April 5, 2012
By Marc Bussanich, LaborPress City Reporter
At a press conference on Wednesday, April 4, Comptroller John Liu announced a major victory for the mostly immigrant workers working on City-funded projects. A contractor responsible for rehabilitating and building affordable housing for the City’s Department of Housing Preservation and Development agreed to plead guilty for not paying prevailing wages and settle for $1.2 million.

So far, however, many of the workers entitled to receive a share of the settlement have not come forward for fear that they’d be detained over their immigration status.

Liu said, “In some cases the workers were led to believe that the Comptroller’s labor law investigators were immigration agents. Nothing could be further from the truth. We’re encouraging these workers to step forward to claim their unpaid wages.”

Liu explained that after investigators from his office discovered that the contractor, Mascon Restoration, which was hired by three construction management firms to carry out a HPD contract to inspect and identify HPD buildings in need of repair or replacement, was not paying prevailing wages, he referred the case to the Manhattan District Attorney’s Office.

“As a result of the referral, the contractor will plead guilty to a felony charge for failure to pay prevailing wages and falsifying payroll records,” said Liu.

In addition to the $1.2 million settlement, the contractor will pay $75,000 to the DA’s office for the cost of the investigation and prosecution and $243,880 to the State Department of Labor for underpayment of unemployment insurance, according to Liu. In addition, the contractor is now debarred from bidding on or receiving any public works contracts for five years.

Liu stressed, “These settlements send a strong message that contractors working on city projects must pay prevailing wages as required under the law. They also help right the wrongs suffered by these workers hired to do demolition, masonry and carpentry work at sites under the auspices of HPD.”

He also added, “As an immigrant myself, we know well the contributions that immigrants make to the City, and the intimidation or exploitation of workers, immigrant or otherwise, will not be tolerated. More than 46 percent of working people in the City are immigrants and they should never feel afraid to exercise their rights.”

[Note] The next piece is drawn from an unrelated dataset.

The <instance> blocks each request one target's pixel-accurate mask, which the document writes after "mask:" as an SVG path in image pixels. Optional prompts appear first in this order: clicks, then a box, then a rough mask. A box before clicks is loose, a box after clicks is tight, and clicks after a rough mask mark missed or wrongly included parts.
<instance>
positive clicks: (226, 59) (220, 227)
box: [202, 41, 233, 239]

The actual amount that the guilty parties have to pay is $1,178,323, and of that amount, $107,120 is payment to the City’s general fund as a civil penalty, noted Constantine Kokkoris, the comptroller’s Labor Law Bureau chief  who supervised the investigation. The net amount the affected workers will be entitled to is $1,071,203.

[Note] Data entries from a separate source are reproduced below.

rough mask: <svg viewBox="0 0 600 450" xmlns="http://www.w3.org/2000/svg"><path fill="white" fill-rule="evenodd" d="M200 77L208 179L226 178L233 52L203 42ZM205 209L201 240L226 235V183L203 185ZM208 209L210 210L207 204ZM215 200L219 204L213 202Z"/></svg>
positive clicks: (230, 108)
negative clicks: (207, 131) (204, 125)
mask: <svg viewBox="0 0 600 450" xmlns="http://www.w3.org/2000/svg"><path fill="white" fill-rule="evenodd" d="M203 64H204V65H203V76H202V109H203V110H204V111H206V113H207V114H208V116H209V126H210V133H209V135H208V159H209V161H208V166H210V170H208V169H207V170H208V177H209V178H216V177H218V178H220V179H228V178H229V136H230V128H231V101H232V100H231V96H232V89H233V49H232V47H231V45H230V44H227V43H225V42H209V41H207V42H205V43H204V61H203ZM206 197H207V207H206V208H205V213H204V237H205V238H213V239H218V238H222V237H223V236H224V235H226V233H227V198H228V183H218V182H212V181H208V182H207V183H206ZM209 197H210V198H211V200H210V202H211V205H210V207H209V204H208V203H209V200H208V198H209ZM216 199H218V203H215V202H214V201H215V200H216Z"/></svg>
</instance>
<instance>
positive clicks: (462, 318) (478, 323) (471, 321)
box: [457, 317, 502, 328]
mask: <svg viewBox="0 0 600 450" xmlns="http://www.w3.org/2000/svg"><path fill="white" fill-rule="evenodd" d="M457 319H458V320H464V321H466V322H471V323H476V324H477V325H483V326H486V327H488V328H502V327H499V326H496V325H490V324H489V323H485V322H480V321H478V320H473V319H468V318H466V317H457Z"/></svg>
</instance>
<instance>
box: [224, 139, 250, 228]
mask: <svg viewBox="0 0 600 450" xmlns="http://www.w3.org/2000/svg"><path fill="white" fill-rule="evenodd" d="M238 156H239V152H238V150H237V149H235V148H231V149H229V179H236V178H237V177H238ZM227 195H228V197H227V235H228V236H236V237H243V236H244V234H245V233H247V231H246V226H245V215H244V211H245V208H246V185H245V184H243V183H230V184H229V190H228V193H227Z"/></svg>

But Kokkoris warned that if the workers don’t step forward, they’ll have forfeited the money and the award will revert to the City’s General Fund after six years.

Kokkoris and other officials from Liu’s office, however, would not say the exact amount each worker would be entitled to because they don’t know the exact number of workers there are because many have yet to step forward, leading one reporter to ask, “How did you arrive at $1.1 million if you don’t know the exact number?”

Kokkoris explained, “Based on three workers who came forward we learned the hours they worked and the pay they received. For the rest, we got HPD records and learned the number of workers on each site and their work duties and then compared those records to the contractor’s general records and found there were ‘ghost workers.’ We then calculated the number of hours of the ‘ghost workers’ in each trade and arrived at the hours and rate the workers would be entitled to.”

Kokkoris also noted that the affected workers were typically earning between $60 and $80 per day in cash. “Depending on the trade, the workers should have been earning somewhere between $225 and $700 per day including benefits under prevailing wages.”

Jack Kittle, Political Director for IUPAT DC 9, one of a number of different union representatives standing alongside Liu, said the type of cheating that Liu’s office uncovered is systemic in HPD.

“About two-thirds to three-quarters of the workers who are rehabilitating or building affordable housing are being paid off the books, which makes it very difficult for a legitimate contractor to compete.”

Kittle also noted, “I give all the credit to the comptroller and his team for pursuing the case. To pay somebody $60 per day in cash when the work is dangerous, dirty and backbreaking is despicable.”